Ex: hond 0.2 -0.542 0.253 etc.

If you use python, these files can be loaded with gensim or reach, as follows.

# Gensim
from gensim.models import word2vec

model = Word2Vec.load_word2vec_format("path/to/vector", binary=False)
katvec = model['kat']
model.most_similar('kat')

# Reach
from reach import Reach

r = Reach("path/to/vector", header=True)
katvec = r['kat']
r.most_similar('kat')

Relationship dataset

If you want to test the quality of your embeddings, you can use the relation.py script. This script takes a .txt file of predicates, and creates dataset which is used for evaluation.

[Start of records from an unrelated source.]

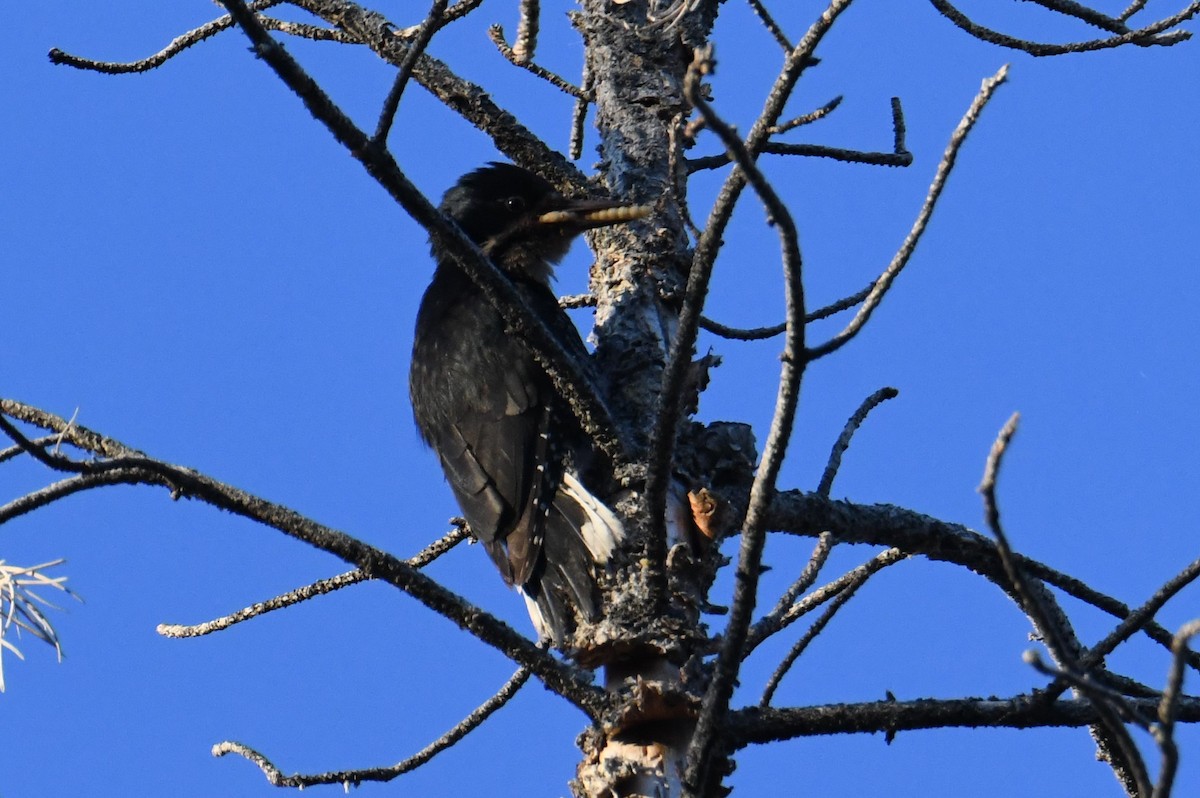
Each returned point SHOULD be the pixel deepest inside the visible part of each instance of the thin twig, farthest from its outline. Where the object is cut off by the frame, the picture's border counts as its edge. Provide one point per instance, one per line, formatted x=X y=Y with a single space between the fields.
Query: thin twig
x=910 y=244
x=772 y=25
x=862 y=574
x=883 y=525
x=725 y=671
x=768 y=625
x=565 y=679
x=570 y=377
x=1169 y=708
x=1133 y=622
x=847 y=433
x=580 y=114
x=756 y=725
x=1147 y=35
x=683 y=343
x=1079 y=11
x=354 y=778
x=300 y=594
x=784 y=616
x=496 y=33
x=527 y=30
x=743 y=334
x=809 y=118
x=174 y=48
x=1110 y=733
x=433 y=22
x=1134 y=7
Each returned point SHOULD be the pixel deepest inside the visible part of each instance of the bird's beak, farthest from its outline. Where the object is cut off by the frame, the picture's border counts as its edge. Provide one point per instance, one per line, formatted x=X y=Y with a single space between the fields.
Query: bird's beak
x=585 y=214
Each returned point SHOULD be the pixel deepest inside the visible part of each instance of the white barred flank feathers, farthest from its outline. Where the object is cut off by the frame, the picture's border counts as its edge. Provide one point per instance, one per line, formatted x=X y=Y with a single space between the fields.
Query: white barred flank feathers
x=603 y=532
x=539 y=621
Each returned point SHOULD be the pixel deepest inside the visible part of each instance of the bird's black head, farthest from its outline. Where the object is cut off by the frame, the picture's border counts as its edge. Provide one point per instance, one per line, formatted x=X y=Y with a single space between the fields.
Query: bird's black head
x=521 y=222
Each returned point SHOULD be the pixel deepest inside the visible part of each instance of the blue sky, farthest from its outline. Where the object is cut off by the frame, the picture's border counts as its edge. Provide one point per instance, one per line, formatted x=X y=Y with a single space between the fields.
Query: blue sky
x=197 y=267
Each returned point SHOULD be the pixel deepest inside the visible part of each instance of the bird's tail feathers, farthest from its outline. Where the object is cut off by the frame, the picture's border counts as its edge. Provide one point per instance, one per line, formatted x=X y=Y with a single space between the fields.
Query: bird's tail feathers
x=580 y=533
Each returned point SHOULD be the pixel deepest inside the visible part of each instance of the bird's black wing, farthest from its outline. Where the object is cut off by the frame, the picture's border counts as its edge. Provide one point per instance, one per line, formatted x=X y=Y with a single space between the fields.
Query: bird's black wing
x=487 y=436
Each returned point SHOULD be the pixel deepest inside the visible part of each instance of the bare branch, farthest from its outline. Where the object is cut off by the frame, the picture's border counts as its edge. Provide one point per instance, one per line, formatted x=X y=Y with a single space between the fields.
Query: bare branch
x=580 y=114
x=1134 y=7
x=772 y=25
x=757 y=725
x=567 y=681
x=527 y=30
x=809 y=118
x=739 y=334
x=468 y=100
x=569 y=377
x=683 y=343
x=354 y=778
x=910 y=244
x=1169 y=709
x=857 y=579
x=885 y=525
x=1135 y=621
x=174 y=48
x=300 y=594
x=785 y=615
x=1147 y=35
x=1092 y=17
x=847 y=433
x=433 y=22
x=754 y=533
x=496 y=33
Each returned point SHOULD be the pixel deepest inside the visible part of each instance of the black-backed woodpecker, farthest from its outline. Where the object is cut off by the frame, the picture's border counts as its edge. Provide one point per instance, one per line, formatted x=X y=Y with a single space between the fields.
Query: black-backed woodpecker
x=515 y=455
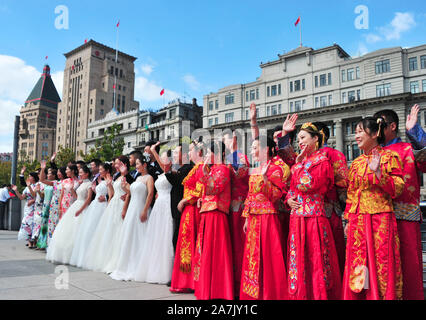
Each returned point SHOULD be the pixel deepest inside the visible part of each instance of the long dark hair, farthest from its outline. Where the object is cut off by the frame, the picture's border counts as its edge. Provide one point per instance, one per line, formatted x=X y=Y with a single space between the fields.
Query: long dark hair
x=374 y=125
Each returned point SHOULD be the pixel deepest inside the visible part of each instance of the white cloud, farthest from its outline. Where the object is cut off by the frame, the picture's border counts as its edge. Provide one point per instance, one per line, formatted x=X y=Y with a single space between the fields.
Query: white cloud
x=191 y=81
x=149 y=91
x=402 y=22
x=147 y=69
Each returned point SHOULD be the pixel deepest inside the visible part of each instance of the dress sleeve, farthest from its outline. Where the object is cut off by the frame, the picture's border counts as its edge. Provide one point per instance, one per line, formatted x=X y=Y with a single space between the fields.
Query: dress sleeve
x=391 y=181
x=217 y=180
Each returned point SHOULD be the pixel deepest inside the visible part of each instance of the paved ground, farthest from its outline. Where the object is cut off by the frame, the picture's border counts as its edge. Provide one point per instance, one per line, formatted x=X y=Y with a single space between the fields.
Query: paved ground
x=25 y=274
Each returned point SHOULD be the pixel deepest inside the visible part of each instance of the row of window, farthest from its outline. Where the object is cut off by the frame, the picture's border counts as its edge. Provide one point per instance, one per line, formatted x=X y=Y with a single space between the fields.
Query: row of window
x=412 y=63
x=351 y=74
x=415 y=86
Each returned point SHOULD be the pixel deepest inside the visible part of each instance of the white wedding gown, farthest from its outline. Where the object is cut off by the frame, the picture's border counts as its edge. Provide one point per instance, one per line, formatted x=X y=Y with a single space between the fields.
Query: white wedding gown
x=88 y=225
x=107 y=233
x=155 y=264
x=63 y=239
x=133 y=233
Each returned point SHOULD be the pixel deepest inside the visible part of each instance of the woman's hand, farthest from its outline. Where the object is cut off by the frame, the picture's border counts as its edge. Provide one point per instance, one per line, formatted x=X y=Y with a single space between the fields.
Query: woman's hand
x=245 y=226
x=293 y=203
x=412 y=117
x=289 y=124
x=265 y=171
x=374 y=163
x=182 y=204
x=144 y=216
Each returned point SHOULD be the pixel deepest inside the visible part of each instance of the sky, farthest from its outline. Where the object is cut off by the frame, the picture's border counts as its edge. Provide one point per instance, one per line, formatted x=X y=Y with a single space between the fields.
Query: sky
x=189 y=48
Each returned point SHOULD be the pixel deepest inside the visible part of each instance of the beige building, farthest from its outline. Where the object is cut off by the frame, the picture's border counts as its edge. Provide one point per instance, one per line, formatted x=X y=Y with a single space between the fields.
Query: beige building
x=325 y=85
x=88 y=91
x=38 y=120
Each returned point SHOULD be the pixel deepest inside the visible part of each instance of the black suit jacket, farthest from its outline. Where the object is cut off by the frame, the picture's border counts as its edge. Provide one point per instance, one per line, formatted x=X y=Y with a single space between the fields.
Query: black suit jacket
x=175 y=178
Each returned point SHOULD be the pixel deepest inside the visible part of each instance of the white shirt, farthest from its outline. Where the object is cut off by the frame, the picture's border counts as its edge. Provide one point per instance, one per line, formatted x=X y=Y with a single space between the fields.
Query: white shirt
x=4 y=194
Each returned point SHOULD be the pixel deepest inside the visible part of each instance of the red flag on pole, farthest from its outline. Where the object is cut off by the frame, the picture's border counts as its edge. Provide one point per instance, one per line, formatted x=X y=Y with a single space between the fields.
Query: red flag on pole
x=297 y=22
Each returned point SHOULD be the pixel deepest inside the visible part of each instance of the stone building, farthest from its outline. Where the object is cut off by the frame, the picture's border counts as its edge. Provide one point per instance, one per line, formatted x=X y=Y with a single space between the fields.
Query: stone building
x=324 y=85
x=94 y=83
x=38 y=120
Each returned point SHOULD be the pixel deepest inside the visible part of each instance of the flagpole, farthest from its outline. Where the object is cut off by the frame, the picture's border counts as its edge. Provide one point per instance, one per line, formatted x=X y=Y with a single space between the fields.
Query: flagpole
x=115 y=72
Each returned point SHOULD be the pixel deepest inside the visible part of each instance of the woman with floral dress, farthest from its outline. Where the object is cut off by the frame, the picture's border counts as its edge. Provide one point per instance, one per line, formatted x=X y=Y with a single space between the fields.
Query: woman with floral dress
x=28 y=194
x=68 y=195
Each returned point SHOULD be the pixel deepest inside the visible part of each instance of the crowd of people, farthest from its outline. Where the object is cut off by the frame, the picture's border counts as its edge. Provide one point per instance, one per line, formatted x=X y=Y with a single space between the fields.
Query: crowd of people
x=291 y=225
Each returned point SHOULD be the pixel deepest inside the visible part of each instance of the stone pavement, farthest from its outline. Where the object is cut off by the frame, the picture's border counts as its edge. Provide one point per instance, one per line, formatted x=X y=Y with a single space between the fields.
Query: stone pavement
x=26 y=275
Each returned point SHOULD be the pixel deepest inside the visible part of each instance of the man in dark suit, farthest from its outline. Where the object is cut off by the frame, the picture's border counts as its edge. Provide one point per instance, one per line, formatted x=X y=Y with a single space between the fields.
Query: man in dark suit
x=132 y=159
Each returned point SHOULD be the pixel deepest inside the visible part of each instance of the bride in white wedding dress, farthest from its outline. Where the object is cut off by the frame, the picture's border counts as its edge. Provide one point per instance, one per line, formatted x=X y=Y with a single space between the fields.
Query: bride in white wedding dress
x=62 y=243
x=91 y=217
x=156 y=259
x=135 y=223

This currently only works with the gensim word2vec models or the SPPMI model, as defined above.

Example:

from relation import Relation

# Load the predicates.
rel = Relation("data/question-words.txt")

# load a word2vec model
model = Word2vec.load_word2vec_format("path/to/model")

# Test the model
rel.test_model(model)

Citing

If you use any of the resources from this paper, please cite our paper, as follows:

@InProceedings{tulkens2016evaluating,
  author = {Stephan Tulkens and Chris Emmery and Walter Daelemans},
  title = {Evaluating Unsupervised Dutch Word Embeddings as a Linguistic Resource},
  booktitle = {Proceedings of the Tenth International Conference on Language Resources and Evaluation (LREC 2016)},
  year = {2016},
  month = {may},
  date = {23-28},
  location = {Portorož, Slovenia},
  editor = {Nicoletta Calzolari (Conference Chair) and Khalid Choukri and Thierry Declerck and Marko Grobelnik and Bente Maegaard and Joseph Mariani and Asuncion Moreno and Jan Odijk and Stelios Piperidis},
  publisher = {European Language Resources Association (ELRA)},
  address = {Paris, France},
  isbn = {978-2-9517408-9-1},
  language = {english}
 }

Please also consider citing the corpora of the embeddings you use. Without the people who made the corpora, the embeddings could never have been created.